Following receipt of the consent of the holders of at least a majority in aggregate principal amount of the outstanding Notes, Alliance Laundry and ALC will execute a supplemental indenture providing for, among other things, the elimination of most of the restrictive covenants as well as certain of the events of default. However, the proposed amendments to the indenture will not become operative unless and until Notes validly tendered are purchased pursuant to the Offer. Except in certain circumstances, Notes tendered and consents delivered may not be withdrawn upon the earlier of (i) 5:00 p.m., New York City time, on Wednesday, September 22, 2010 and (ii) execution of the supplemental indenture.

The Offer is subject to conditions that are set forth in the Statement, including, without limitation, (i) the receipt of the required consents to amend and supplement the indenture governing the Notes in connection with the Consent Solicitation and the execution of a supplemental indenture effecting such amendments by the applicable parties, and (ii) the receipt by Alliance Laundry of net proceeds from a new debt financing on terms acceptable to Alliance Laundry and ALC that will aggregate to an amount that is sufficient to pay the total consideration (including the consent payment) in respect of all Notes (regardless of whether tendered) plus estimated fees and expenses relating to the Offer, as more fully described in the Statement.

Alliance Laundry and ALC have engaged BofA Merrill Lynch as Dealer Manager and Solicitation Agent for the Offer. Persons with questions regarding the Offer should contact BofA Merrill Lynch at (888) 292-0070 (toll free) or (980) 388-9217 (collect). Requests for copies of the Statement or other tender offer materials may be directed to Georgeson Inc., the Information Agent, at (866) 628-6021 (toll free) or (212) 440-9800 (collect).

This press release does not constitute an offer to purchase the Notes or a solicitation of consents to amend the related indenture. The Offer is made solely pursuant to the Statement. The Offer is not being made to holders of Notes in any jurisdiction in which the making or acceptance thereof would not be in compliance with the securities, blue sky or other laws of such jurisdiction.


About Alliance Laundry Systems LLC

Based in Ripon, Wis., Alliance Laundry Systems LLC is a leading global manufacturer of commercial laundry products and provider of services for laundromats, multi-housing laundries and on-premises laundries. Alliance Laundry offers a full line of washers and dryers with load capacities from 12 to 200 pounds for commercial and consumer use. The company’s products are sold under the well-known brand names Speed Queen®, UniMac®, Huebsch®, Cissell® and IPSO®.

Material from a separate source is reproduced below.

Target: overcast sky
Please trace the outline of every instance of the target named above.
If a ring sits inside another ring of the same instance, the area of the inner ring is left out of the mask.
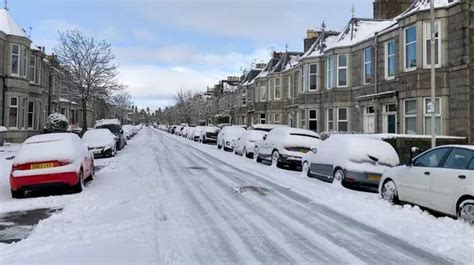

This press release contains forward-looking statements conveying management’s expectations as to the future based on current plans, estimates and projections. Forward-looking statements involve inherent risks and uncertainties and Alliance Laundry cautions you that a number of important factors could cause actual results to differ materially from those contained in any such forward-looking statement. The forward-looking statements contained in this press release include statements related to the Offer, including the Expiration Date, Consent Payment Deadline and possible completion of the Offer. Investors are cautioned not to place undue reliance on these forward-looking statements, which speak only as of the date hereof. Alliance Laundry does not undertake to update any of these statements in light of new information or future events, except, with respect to the Offer, as specifically set forth in this press release.